Password authentication support was removed, and the azure.Username & azure.Password helm values have also been removed. We also added documentation about Spot usage with AKS to make it easier to get started.

Google GKE

GKE now supports Spot pricing.

1.2.2

This release includes significant improvements and bug fixes for Microsoft AKS and Oracle OCI platforms, as well as general enhancements to logging and performance.

Microsoft AKS

The nodeTags option is now supported on AKS. You can now add custom tags to Azure VMs managed by Luna.

Oracle OCI

Bin packing nodepool configuration matching is now correctly handled; a configuration mismatch will result in the creation of a new nodepool with the new configuration.

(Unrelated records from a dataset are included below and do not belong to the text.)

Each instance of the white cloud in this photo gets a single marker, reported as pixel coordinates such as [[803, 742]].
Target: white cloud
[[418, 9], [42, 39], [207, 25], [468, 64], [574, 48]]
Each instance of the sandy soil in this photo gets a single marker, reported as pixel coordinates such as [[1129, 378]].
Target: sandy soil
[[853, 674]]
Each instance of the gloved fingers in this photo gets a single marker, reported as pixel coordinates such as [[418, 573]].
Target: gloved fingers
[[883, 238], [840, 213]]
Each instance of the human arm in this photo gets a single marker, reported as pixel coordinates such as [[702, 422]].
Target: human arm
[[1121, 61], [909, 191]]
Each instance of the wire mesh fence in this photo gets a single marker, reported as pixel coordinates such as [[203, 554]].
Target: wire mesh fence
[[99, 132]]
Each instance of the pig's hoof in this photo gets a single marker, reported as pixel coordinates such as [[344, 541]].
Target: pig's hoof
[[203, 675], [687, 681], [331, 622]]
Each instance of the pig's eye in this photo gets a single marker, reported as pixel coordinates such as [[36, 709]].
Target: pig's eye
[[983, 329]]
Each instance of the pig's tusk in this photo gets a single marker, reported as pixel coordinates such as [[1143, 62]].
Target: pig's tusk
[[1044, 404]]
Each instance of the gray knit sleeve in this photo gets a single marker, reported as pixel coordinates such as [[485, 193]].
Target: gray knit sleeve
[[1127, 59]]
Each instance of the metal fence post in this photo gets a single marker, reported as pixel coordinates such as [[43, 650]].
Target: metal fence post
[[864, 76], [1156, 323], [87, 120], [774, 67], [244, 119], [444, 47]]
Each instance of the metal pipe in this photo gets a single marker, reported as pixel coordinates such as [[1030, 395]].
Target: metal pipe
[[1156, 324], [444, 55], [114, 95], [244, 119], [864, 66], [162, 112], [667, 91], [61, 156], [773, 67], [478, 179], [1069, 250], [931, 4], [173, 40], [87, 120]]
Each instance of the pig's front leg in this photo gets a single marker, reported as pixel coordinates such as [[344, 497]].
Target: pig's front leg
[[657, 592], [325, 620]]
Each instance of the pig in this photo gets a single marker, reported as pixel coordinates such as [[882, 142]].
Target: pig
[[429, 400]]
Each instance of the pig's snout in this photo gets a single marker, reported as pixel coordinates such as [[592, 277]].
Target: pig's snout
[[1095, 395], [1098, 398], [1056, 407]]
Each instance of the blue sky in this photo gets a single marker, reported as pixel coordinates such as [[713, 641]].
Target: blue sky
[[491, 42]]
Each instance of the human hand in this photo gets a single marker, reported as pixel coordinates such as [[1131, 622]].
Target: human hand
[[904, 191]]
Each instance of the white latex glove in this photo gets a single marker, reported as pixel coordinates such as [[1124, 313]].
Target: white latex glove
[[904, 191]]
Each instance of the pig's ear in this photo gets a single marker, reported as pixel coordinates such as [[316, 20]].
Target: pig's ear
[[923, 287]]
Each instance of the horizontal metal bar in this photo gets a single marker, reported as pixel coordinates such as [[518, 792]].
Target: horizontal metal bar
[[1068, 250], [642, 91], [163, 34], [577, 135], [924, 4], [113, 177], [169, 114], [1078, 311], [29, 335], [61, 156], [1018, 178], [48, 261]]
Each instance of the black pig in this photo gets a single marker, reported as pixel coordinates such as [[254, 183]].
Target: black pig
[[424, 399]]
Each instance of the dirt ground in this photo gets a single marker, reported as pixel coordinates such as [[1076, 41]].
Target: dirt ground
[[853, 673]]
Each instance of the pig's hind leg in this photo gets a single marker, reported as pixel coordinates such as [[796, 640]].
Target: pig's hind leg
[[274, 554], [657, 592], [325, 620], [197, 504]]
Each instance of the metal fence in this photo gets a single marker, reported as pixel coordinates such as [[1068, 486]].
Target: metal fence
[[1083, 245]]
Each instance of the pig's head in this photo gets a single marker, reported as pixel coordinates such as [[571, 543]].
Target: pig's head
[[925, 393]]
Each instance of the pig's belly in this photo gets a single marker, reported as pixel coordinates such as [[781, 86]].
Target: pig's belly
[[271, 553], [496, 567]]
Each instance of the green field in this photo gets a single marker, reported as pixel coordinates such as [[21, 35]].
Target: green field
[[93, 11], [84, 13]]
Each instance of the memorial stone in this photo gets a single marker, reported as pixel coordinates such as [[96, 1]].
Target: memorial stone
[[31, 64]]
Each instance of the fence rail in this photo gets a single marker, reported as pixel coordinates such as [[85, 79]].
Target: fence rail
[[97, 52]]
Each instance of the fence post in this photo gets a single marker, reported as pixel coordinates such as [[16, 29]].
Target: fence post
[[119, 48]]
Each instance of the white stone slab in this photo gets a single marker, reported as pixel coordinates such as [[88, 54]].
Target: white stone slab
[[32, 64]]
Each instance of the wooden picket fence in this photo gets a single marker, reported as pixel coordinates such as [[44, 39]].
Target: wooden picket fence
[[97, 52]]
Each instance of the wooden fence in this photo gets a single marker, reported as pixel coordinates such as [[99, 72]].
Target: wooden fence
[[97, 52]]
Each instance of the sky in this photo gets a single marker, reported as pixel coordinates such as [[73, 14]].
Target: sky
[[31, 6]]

Fixed a bug where Luna would "overshoot" the target number of nodes when scaling down a nodepool because of a race condition with the API. Luna now scales down nodepools with a single API call, eliminating this race condition.

General

Better logging for instance selection, previously covered pods, and node utilization.

1.2.1

Google GKE

Added gcp.diskSizeGb to specify the disk size for GKE nodes.

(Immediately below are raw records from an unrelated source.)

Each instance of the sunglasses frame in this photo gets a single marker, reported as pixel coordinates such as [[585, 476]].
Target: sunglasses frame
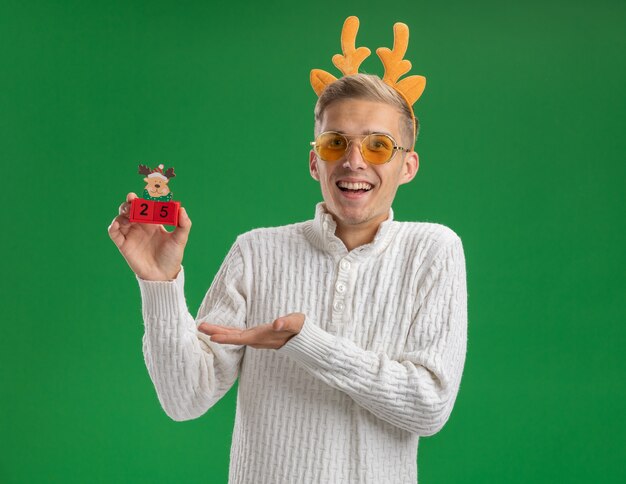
[[349, 138]]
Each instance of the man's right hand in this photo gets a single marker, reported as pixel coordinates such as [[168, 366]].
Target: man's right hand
[[153, 253]]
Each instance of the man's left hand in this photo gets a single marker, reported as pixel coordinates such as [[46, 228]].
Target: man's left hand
[[265, 336]]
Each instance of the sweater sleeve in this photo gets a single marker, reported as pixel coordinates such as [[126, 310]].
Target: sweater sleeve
[[416, 391], [190, 373]]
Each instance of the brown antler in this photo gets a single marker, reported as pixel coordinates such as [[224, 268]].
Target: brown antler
[[144, 170], [169, 173], [348, 63], [395, 65]]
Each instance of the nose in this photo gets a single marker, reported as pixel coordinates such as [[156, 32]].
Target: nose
[[354, 158]]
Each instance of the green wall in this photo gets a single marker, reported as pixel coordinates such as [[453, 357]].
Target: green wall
[[522, 154]]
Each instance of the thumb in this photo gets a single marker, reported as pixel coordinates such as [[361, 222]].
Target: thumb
[[181, 233], [292, 323]]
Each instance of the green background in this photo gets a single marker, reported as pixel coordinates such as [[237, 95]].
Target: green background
[[522, 154]]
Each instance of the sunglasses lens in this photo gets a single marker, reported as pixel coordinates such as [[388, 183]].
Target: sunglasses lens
[[331, 146], [377, 148]]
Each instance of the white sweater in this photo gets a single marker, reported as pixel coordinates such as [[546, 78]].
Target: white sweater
[[377, 364]]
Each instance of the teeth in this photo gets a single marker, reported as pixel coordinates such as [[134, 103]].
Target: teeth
[[354, 186]]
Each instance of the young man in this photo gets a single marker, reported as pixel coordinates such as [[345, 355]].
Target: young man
[[347, 332]]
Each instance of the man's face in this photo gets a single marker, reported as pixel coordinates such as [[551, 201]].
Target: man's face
[[369, 207]]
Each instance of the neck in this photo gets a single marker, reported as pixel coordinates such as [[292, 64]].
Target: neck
[[354, 236]]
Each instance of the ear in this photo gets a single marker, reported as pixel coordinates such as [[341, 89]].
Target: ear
[[410, 165], [313, 161]]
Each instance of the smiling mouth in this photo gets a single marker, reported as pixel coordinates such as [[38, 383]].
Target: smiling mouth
[[360, 187]]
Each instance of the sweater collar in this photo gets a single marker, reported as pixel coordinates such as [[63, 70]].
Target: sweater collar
[[321, 232]]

Implemented support for instance out-of-stock error handling.

Webhook

Luna uses pod CPU and memory resources requests for key elements of its operation. Therefore warnings are logged when bin-selected pods don’t have full resource requirements specified.

General

Add max pods per node support for all cloud providers. See the documentation for details.

Luna now features management of over-utilized bin-packed nodes. Users can configure Luna to distribute CPU and/or memory usage across multiple nodes by evicting the overburdening pod(s). For details, see the BinPacking section in the documentation.

1.2.0

Amazon EKS

aws.maxPodsPerNode has been deprecated and replaced with binPackingMaxPodsPerNode and binSelectMaxPodsPerNode.

Google GKE

gcp.maxPodsPerNode has been deprecated and replaced with binPackingMaxPodsPerNode and binSelectMaxPodsPerNode.

Oracle OCI

oci.maxPodsPerNode has been deprecated and replaced with binPackingMaxPodsPerNode and binSelectMaxPodsPerNode.

General

We have unified the management of maximum pods per node parameter across cloud providers by replacing the provider-specific options (*.maxPodsPerNode) with the new binPackingMaxPodsPerNode and binSelectMaxPodsPerNode parameteRs/index. Additionally, this update introduces support for configuring Max Pods Per Node on Azure, bringing consistency to all cloud environments we support.

1.1.0

Google GKE

  • Luna can now configure auto-upgrade, auto-repair, secure boot, and integrity monitoring for its node pool.

General

We have updated the Kubernetes client libraries to version 0.29.1. This update inadvertently broke the computation of the reuse hash value. We have since fixed this issue in Luna to prevent such regressions in the future. However, upgrading from versions prior to 1.0.1 may result in bin-selected node pools not being reused. See the upgrade page for more details.

1.0.1

Fixed an issue with the trial version of Luna where images were being pulled from the incorrect Docker repository, causing installation failures. The regular versions were not affected.

1.0.0

Amazon EKS

  • Fix EKS zone spread node overshoot. Too many nodes were created once the node(s) required for zone spread expired. Now the correct number of nodes is maintained during node expiration.

Google GKE

  • Luna now avoids triggering node garbage collection on locked node pools, and logs a warning instead of an error when it attempts to operate a locked node pool.
  • Node pool garbage collection now includes orphaned instance templates. No need to clean these manually anymore.
  • Support network tags, and GCE instance metadata. The Helm values gcp.networkTags and gcp.gceInstanceMetadata can be used to customize these configuration options.
  • Fix unnecessary creation of new node pool when there are minor differences in the nodes metadata.

General bug fixes

  • Fix annotation when nodes are successfully drained.
  • Set minimum value for non-zero nodeTTL to prevent unnecessary node churn. The minimum value for scaleDown.nodeTTL is now scaleUpTimeout.